Да только его милость Никколо недолго горевал, а уже осенью поехал на материк и привёз себе эту Бенетту. Ох, и вздорная была женщина, упокой Тьма её душу! Сестра рассказывала, как она осматривала по приезду весь дворец — под каждый стол залезла, каждый шкаф велела отодвинуть — не прячут ли от неё что-нибудь. За малейшую оплошность велела пороть и слуг, и даже однажды, говорили, пасынка, а он уже тогда обладал нравом лёгким и смешливым, придумал про неё забавный неприличный стишок, выскочил в окно да и сбежал в город, и лови его там! Говорят, госпоже Бенетте очень уж не по нраву было, что наследник — его милость Марканджело, а её дети, что господин Гульэльмо, что госпожа Аннунциата — получат только земли на материке и деньги. Кому доброму-то и так неплохо, но только не этой змее. Вот она и лила в уши его милости Никколо всякие гадости про старшего сына, а тот и рад ей на язык попадаться! Но ничего особенного он не делал, бесился, конечно, как все мальчишки бесятся.
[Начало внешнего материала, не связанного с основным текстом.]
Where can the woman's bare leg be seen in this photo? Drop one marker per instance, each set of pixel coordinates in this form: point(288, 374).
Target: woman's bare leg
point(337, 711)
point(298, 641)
То повздорит с кем-нибудь, то просто подерётся, то в школе напроказничает, а он в Ордене Луча учился, то на дуэль кого вызовет да ранит, то стихи опять же про сановников из Совета Десяти где-нибудь на стене напишет, да такие, что все от хохота животы надорвут, то девушке какой-нибудь сердце разобьёт, то с приятелями стащат рыбу у рыбаков и устроят пир для нищих мальчишек, что болтались на ступенях храма Великого Солнца. Это вам не забавы его милости Пьетро, зла в них не было.
И сестра моя говорила, что когда его милость Марканджело женился на девушке из семьи кровных врагов и сбежал, его милость Никколо очень злился. Бил посуду, орал, слуг поколотил — да толку-то! Потом он предлагал сыну бросить жену, сделать вид, что ничего не было, и вернуться домой, а обесчещенная девица, мол, пусть убирается в свою Палюду, да только его милость Марканджело не из таких, кто на подобное соглашается, видно, очень сильно он ту девушку полюбил. И увёз, говорили, куда-то на юг, на острова, где построил для неё прекрасный дворец, а она родила ему двух сыновей и дочь. И знаете, хорошим людям благоволит Великое Солнце — дети у его милости, я слышала, красивые и здоровые, а сейчас уже и внуки подрастают.